FDP und Grüne sehen sich dadurch in ihren innerhalb der Ampel-Koalition vereinbarten Plänen für eine Bahnreform bestätigt. "Es ist begrüßenswert, dass die Union die Stoßrichtung dieser Reformbemühungen unterstützt", sagte der Parlamentarische Staatssekretär im Verkehrsministerium, Michael Theurer (FDP), dem Berliner "Tagesspiegel".

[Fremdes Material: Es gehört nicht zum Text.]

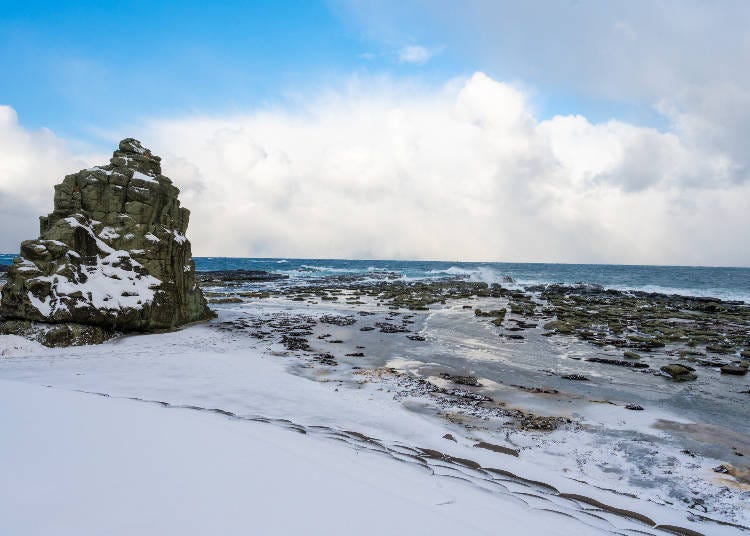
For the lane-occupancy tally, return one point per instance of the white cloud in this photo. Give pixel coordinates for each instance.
(30, 164)
(415, 54)
(460, 172)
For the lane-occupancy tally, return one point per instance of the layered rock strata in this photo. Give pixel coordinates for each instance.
(113, 252)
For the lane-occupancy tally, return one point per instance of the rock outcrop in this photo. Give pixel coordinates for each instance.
(112, 253)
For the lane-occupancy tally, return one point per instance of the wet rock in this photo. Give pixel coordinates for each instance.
(338, 320)
(496, 448)
(734, 370)
(295, 343)
(461, 380)
(387, 327)
(617, 362)
(216, 276)
(112, 253)
(679, 372)
(326, 359)
(576, 377)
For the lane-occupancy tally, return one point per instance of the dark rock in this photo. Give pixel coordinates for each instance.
(461, 380)
(617, 362)
(338, 320)
(112, 253)
(679, 372)
(576, 377)
(238, 275)
(734, 370)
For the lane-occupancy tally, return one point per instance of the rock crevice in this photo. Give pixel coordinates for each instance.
(113, 252)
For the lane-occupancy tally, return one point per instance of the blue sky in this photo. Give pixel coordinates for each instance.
(82, 67)
(543, 130)
(76, 66)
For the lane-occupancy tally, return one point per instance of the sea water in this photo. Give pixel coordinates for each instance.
(719, 282)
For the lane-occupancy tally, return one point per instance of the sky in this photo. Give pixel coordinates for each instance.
(542, 131)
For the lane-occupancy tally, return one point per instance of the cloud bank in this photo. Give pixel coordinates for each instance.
(459, 172)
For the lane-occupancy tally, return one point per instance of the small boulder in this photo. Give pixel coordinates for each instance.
(734, 370)
(679, 373)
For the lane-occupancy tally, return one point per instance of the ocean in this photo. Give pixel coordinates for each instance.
(718, 282)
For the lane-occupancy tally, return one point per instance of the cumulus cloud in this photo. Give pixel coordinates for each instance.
(459, 172)
(415, 54)
(30, 164)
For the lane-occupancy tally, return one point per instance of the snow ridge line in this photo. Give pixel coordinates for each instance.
(535, 494)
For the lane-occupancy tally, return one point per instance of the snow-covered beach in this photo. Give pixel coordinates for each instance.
(211, 428)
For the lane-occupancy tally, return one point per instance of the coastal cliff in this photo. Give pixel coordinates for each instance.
(112, 254)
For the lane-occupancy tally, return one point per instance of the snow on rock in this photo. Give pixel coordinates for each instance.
(112, 253)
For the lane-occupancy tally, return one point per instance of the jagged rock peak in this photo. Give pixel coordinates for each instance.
(113, 252)
(132, 154)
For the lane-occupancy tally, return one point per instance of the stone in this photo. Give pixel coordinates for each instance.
(679, 373)
(112, 253)
(734, 370)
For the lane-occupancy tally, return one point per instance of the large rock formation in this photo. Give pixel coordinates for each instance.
(112, 253)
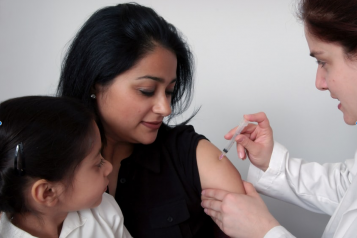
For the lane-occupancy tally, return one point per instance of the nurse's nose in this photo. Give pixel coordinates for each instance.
(320, 81)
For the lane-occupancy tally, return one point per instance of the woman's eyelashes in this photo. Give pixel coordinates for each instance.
(102, 161)
(321, 63)
(148, 93)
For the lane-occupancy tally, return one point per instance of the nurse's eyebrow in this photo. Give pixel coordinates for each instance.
(160, 80)
(314, 53)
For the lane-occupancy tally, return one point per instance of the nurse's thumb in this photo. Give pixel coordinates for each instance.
(249, 189)
(252, 147)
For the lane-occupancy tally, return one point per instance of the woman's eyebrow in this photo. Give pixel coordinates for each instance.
(160, 80)
(314, 53)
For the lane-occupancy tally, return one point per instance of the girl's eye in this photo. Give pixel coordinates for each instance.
(147, 93)
(319, 62)
(102, 161)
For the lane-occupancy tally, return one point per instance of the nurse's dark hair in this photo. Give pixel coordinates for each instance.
(332, 21)
(56, 135)
(112, 41)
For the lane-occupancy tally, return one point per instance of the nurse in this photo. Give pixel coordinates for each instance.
(331, 34)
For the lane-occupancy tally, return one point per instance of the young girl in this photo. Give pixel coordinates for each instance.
(52, 174)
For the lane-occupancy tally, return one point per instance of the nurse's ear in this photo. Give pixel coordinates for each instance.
(45, 193)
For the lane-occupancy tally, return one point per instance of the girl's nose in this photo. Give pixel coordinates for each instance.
(320, 81)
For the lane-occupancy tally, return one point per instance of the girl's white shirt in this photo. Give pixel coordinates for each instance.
(329, 188)
(106, 220)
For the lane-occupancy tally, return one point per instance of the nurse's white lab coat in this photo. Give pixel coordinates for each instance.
(330, 188)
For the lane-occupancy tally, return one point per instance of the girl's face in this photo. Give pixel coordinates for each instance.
(133, 106)
(337, 74)
(90, 180)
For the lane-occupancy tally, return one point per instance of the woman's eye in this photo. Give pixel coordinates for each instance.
(102, 161)
(319, 62)
(169, 93)
(147, 93)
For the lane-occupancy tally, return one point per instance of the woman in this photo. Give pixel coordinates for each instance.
(331, 34)
(134, 69)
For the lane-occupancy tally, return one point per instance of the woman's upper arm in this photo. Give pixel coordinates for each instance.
(215, 173)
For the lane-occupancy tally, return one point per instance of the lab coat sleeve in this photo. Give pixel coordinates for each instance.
(278, 232)
(318, 188)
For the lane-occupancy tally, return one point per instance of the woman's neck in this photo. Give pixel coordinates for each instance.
(115, 151)
(40, 225)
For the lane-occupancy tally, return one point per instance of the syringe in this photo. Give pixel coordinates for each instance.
(240, 127)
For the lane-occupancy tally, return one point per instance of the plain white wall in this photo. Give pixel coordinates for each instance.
(250, 56)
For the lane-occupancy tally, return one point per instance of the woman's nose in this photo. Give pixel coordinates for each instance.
(320, 81)
(162, 105)
(108, 168)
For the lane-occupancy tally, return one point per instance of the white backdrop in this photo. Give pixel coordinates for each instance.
(250, 56)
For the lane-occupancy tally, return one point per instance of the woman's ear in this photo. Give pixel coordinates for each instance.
(46, 193)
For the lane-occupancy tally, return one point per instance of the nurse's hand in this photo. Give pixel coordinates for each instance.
(256, 140)
(239, 215)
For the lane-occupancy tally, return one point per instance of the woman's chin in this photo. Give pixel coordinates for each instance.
(349, 120)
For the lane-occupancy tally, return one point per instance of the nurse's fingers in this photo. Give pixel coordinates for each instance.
(211, 205)
(260, 118)
(241, 152)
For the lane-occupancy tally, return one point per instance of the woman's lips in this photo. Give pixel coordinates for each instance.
(152, 125)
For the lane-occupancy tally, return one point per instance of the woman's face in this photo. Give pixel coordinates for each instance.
(133, 106)
(337, 74)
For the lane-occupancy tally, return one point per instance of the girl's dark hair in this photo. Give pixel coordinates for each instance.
(54, 135)
(332, 21)
(112, 41)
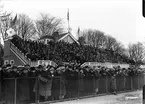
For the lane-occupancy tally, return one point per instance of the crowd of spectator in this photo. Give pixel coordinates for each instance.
(64, 52)
(20, 71)
(64, 81)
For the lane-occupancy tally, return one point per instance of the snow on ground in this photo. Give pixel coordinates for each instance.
(134, 97)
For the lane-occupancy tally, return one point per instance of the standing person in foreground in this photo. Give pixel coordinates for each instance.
(113, 84)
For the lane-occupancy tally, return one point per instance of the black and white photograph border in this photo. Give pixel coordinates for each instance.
(72, 52)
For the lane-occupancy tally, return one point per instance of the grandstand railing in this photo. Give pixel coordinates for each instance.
(28, 90)
(22, 56)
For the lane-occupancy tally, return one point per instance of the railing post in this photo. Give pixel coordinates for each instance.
(36, 93)
(106, 85)
(143, 94)
(15, 97)
(138, 81)
(131, 82)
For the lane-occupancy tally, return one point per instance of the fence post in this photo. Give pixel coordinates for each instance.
(138, 81)
(15, 96)
(106, 85)
(131, 82)
(143, 94)
(36, 93)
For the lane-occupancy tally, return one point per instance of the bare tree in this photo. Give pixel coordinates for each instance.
(25, 26)
(47, 25)
(95, 38)
(136, 52)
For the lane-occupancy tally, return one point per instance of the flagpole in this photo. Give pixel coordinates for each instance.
(68, 19)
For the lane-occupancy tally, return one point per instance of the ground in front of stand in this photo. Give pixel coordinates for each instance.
(134, 97)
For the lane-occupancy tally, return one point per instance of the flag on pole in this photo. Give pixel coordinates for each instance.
(68, 15)
(1, 40)
(78, 31)
(14, 21)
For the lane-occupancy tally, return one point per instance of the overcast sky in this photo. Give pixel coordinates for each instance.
(120, 18)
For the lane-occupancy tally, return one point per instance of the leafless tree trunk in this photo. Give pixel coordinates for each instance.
(25, 27)
(136, 52)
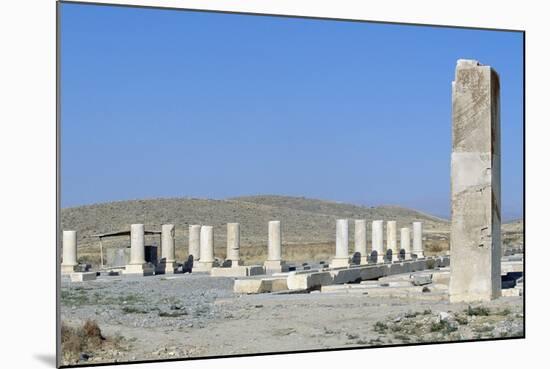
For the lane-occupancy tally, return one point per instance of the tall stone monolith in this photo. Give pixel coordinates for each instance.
(418, 246)
(206, 261)
(475, 184)
(361, 239)
(69, 262)
(274, 264)
(391, 238)
(378, 239)
(168, 242)
(233, 243)
(341, 257)
(406, 242)
(137, 263)
(195, 241)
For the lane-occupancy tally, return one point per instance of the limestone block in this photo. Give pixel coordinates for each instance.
(139, 269)
(475, 184)
(84, 276)
(247, 286)
(305, 281)
(194, 241)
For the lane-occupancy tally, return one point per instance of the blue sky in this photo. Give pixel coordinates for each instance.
(163, 103)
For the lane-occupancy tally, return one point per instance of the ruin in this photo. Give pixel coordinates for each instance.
(418, 248)
(233, 244)
(361, 240)
(406, 242)
(194, 241)
(69, 262)
(475, 184)
(137, 264)
(341, 258)
(168, 264)
(378, 241)
(391, 239)
(206, 261)
(274, 264)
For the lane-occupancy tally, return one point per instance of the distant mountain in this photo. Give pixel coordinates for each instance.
(303, 220)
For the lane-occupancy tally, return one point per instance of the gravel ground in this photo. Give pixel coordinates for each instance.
(194, 315)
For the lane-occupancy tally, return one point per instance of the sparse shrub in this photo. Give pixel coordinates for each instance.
(75, 341)
(442, 326)
(380, 327)
(504, 312)
(477, 311)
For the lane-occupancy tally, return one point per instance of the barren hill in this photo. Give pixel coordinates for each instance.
(306, 223)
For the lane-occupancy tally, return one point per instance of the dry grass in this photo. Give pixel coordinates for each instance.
(85, 340)
(75, 341)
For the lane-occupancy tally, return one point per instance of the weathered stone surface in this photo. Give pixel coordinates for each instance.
(206, 262)
(237, 271)
(233, 242)
(378, 239)
(418, 248)
(360, 241)
(69, 261)
(406, 242)
(341, 258)
(391, 238)
(475, 184)
(194, 241)
(84, 276)
(167, 263)
(303, 281)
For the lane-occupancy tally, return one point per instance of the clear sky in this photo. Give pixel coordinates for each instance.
(164, 103)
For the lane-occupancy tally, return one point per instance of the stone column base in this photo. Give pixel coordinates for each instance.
(139, 269)
(68, 269)
(341, 262)
(274, 266)
(203, 266)
(166, 268)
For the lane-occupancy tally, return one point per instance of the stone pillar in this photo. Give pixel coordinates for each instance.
(391, 239)
(69, 263)
(274, 264)
(418, 249)
(475, 184)
(361, 239)
(194, 241)
(406, 242)
(206, 261)
(137, 252)
(168, 240)
(378, 239)
(341, 258)
(233, 243)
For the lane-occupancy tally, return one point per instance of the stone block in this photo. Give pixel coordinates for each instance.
(139, 269)
(84, 276)
(308, 281)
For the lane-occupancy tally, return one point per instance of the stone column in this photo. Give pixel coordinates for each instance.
(475, 184)
(206, 261)
(406, 242)
(418, 249)
(168, 240)
(378, 239)
(274, 264)
(233, 243)
(341, 258)
(194, 241)
(137, 252)
(69, 263)
(391, 239)
(361, 239)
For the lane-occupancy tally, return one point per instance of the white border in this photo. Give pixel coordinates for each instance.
(27, 149)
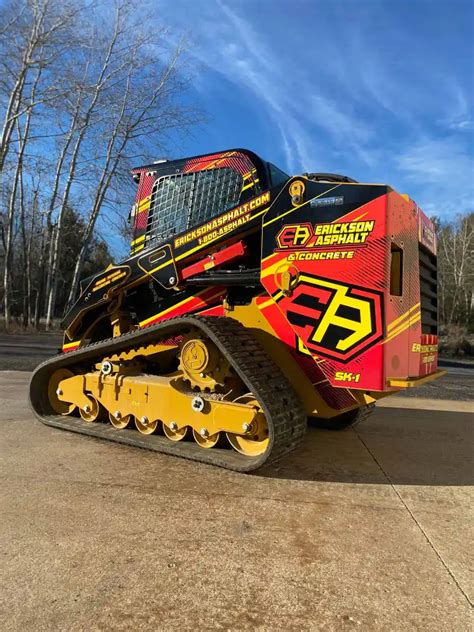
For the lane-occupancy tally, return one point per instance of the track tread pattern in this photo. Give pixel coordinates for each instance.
(284, 411)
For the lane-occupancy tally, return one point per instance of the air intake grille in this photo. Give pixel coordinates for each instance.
(428, 291)
(185, 200)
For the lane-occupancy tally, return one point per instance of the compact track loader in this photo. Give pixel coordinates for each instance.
(251, 301)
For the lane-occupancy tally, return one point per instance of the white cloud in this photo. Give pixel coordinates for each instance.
(444, 172)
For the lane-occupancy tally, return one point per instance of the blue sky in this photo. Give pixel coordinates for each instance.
(379, 90)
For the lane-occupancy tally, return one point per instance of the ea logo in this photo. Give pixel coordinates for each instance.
(296, 190)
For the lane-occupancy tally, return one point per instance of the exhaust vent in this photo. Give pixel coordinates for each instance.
(428, 291)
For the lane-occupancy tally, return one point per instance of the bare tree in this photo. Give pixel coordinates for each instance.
(81, 101)
(23, 139)
(29, 40)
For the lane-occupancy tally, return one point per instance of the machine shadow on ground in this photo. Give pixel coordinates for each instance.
(395, 446)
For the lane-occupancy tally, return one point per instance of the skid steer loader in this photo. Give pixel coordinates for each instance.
(251, 300)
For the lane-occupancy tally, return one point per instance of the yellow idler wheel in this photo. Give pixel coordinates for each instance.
(54, 391)
(173, 433)
(120, 422)
(204, 439)
(90, 412)
(254, 439)
(145, 426)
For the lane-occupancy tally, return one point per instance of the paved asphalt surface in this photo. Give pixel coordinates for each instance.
(367, 529)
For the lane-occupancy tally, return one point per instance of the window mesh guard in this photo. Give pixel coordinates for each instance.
(185, 200)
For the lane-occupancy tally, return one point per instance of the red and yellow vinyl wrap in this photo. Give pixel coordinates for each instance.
(335, 297)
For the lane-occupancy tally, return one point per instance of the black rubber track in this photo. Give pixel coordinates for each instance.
(283, 409)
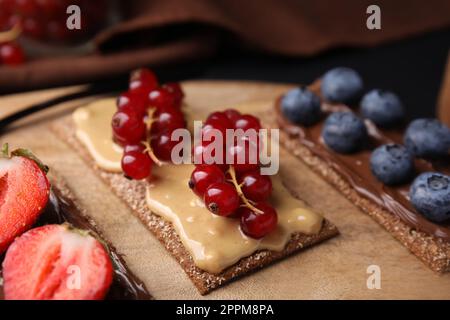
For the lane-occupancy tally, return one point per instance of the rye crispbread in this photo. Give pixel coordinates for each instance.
(133, 194)
(433, 251)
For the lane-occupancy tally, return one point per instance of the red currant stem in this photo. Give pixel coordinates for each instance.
(149, 150)
(246, 202)
(150, 120)
(11, 34)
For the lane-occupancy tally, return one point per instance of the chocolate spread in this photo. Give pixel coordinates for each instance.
(355, 167)
(125, 285)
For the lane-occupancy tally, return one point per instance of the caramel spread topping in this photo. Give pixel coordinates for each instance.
(214, 242)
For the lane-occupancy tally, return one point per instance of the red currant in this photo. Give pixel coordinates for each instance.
(232, 114)
(136, 163)
(244, 155)
(258, 225)
(246, 122)
(128, 127)
(167, 120)
(161, 98)
(221, 198)
(131, 100)
(175, 89)
(203, 176)
(11, 53)
(206, 154)
(143, 79)
(219, 117)
(255, 186)
(162, 146)
(26, 7)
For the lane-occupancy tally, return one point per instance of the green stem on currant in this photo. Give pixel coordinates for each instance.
(238, 187)
(148, 148)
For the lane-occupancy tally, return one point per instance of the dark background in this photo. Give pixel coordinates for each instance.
(413, 68)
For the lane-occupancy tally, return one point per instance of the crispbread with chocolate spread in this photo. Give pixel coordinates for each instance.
(428, 241)
(133, 194)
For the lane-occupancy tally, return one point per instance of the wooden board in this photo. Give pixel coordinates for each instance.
(336, 269)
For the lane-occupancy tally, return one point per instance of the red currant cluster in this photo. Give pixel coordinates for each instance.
(236, 190)
(146, 117)
(46, 19)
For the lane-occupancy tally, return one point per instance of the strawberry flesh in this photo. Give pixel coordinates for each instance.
(24, 193)
(56, 262)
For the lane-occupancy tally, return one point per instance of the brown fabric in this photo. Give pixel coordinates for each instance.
(169, 31)
(444, 96)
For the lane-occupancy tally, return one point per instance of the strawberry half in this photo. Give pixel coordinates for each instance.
(56, 262)
(24, 192)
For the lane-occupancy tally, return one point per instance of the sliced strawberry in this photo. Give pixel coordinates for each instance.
(56, 262)
(24, 192)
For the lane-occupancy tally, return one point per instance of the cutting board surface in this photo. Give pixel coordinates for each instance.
(336, 269)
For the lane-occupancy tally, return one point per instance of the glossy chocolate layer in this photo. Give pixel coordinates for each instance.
(125, 286)
(355, 168)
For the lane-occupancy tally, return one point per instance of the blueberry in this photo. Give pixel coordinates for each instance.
(384, 108)
(301, 106)
(341, 85)
(428, 138)
(344, 132)
(430, 195)
(392, 164)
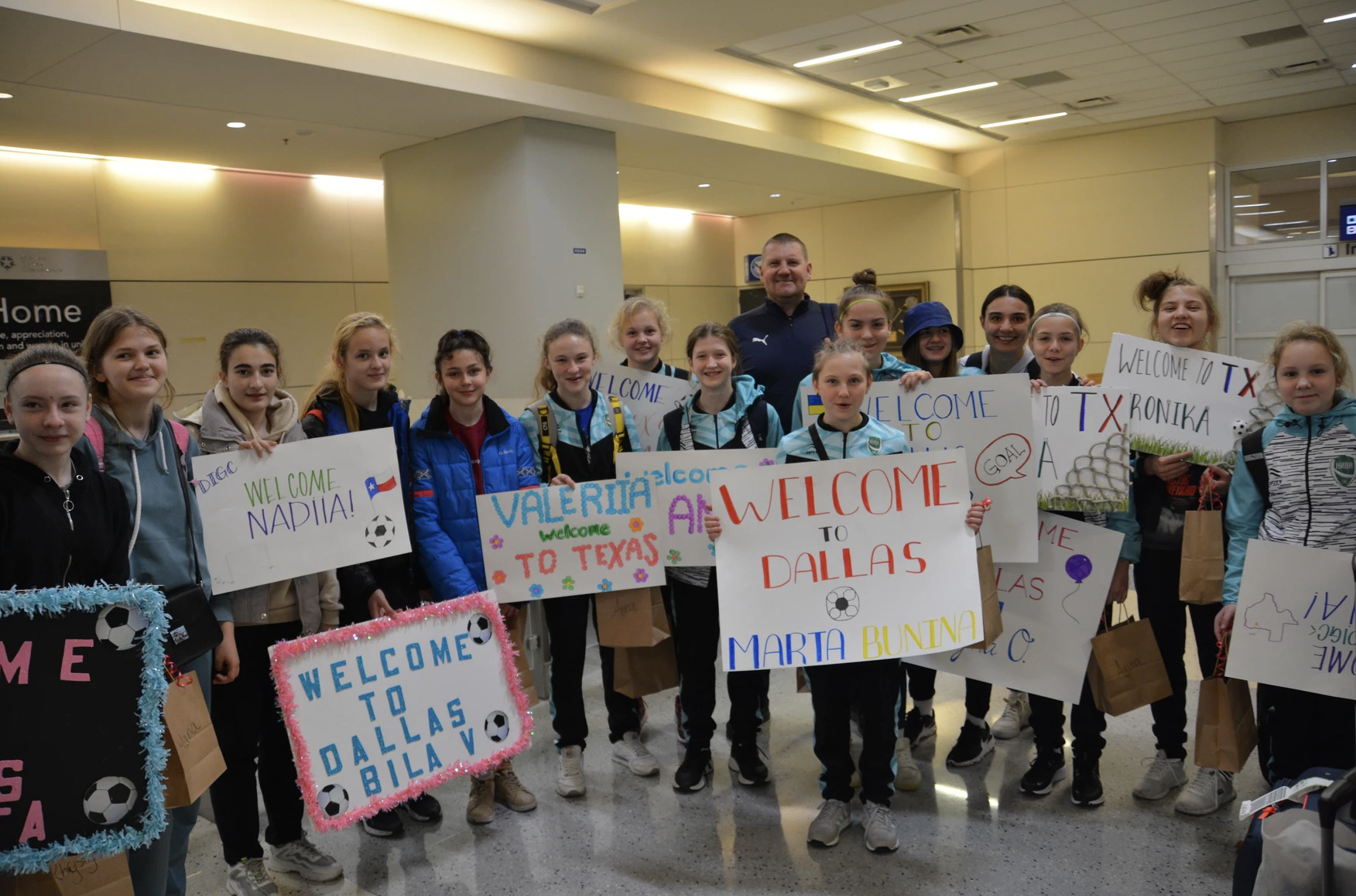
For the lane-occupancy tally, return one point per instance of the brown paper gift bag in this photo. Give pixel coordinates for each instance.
(1226, 730)
(989, 590)
(196, 758)
(517, 625)
(634, 617)
(1126, 670)
(74, 876)
(639, 672)
(1203, 549)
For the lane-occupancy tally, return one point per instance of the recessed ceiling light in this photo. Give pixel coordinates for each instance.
(1022, 121)
(955, 90)
(848, 54)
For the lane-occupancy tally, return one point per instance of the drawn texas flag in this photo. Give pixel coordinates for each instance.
(384, 481)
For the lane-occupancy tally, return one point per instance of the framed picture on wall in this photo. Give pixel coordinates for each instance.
(906, 296)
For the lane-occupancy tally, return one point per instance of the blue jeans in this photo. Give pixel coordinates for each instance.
(158, 868)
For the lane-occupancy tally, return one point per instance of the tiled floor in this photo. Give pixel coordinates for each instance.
(967, 831)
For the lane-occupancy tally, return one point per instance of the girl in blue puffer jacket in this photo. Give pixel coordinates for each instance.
(463, 446)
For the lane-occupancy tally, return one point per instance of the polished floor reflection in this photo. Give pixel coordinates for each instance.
(966, 831)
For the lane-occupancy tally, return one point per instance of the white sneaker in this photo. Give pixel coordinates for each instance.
(571, 781)
(1163, 775)
(1016, 716)
(882, 836)
(304, 858)
(907, 777)
(248, 879)
(631, 751)
(1208, 791)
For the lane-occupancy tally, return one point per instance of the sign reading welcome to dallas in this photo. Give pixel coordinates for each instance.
(308, 506)
(681, 483)
(382, 710)
(990, 418)
(1050, 607)
(1183, 398)
(649, 396)
(848, 560)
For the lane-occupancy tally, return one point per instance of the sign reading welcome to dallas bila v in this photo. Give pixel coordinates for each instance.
(49, 296)
(306, 508)
(841, 562)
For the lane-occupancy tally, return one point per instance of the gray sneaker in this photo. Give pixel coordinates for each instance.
(879, 822)
(248, 879)
(304, 858)
(1163, 775)
(833, 819)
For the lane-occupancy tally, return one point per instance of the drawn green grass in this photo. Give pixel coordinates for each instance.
(1159, 446)
(1049, 501)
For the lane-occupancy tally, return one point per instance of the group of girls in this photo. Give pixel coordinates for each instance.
(97, 488)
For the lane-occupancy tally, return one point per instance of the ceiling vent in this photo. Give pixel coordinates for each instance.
(1276, 36)
(876, 84)
(1302, 68)
(1092, 102)
(951, 37)
(1042, 79)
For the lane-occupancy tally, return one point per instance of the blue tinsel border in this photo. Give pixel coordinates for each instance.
(27, 860)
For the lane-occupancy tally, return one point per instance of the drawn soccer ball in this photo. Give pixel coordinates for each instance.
(334, 800)
(109, 800)
(481, 631)
(382, 532)
(120, 625)
(841, 604)
(497, 726)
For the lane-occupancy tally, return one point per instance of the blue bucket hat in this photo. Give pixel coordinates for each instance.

"Offenbar haben die nicht mitbekommen, dass wir einen Großteil von dem, was da vorgeschlagen wird, bereits umsetzen", sagte der Grünen-Abgeordnete Matthias Gastel dem SWR mit Blick auf den Unionsvorschlag. Im Koalitionsvertrag sei vereinbart worden, die Infrastruktursparten der Bahn zusammenzulegen und die neue Gesellschaft "am Gemeinwohl" auszurichten. Vertreter beider Ampel-Parteien verwiesen zudem darauf, dass das Verkehrsministerium seit 2009 durchgehend von CSU-Politikern geleitet worden war.
"CDU und CSU sind hauptsächlich verantwortlich für das marode Schienennetz und den Sanierungsstau", stellte auch die Eisenbahn- und Verkehrsgewerkschaft (EVG) fest. Den Vorschlag einer Aufspaltung des DB-Konzerns sehe sie aber sehr kritisch. "Die Eisenbahnfamilie lässt sich nicht für Wettbewerbswahn und eine falsche Verkehrspolitik zerschlagen", dadurch würden tarifgebundene Arbeitsplätze gefährdet.
Ähnlich ablehnend äußerte sich das Bündnis Bahn für alle, dem Gewerkschaften wie die IG Metall und Verdi sowie Umweltverbände und andere Organisationen angehören. Bündnis-Sprecher Carl Waßmuth vermutete eine "inoffizielle Jamaika-Koalition (Union, Grüne und FDP) in Sachen Bahn-Zerstörung". Die SPD müsse sich nun für den Erhalt der einheitlichen Bahn einsetzen.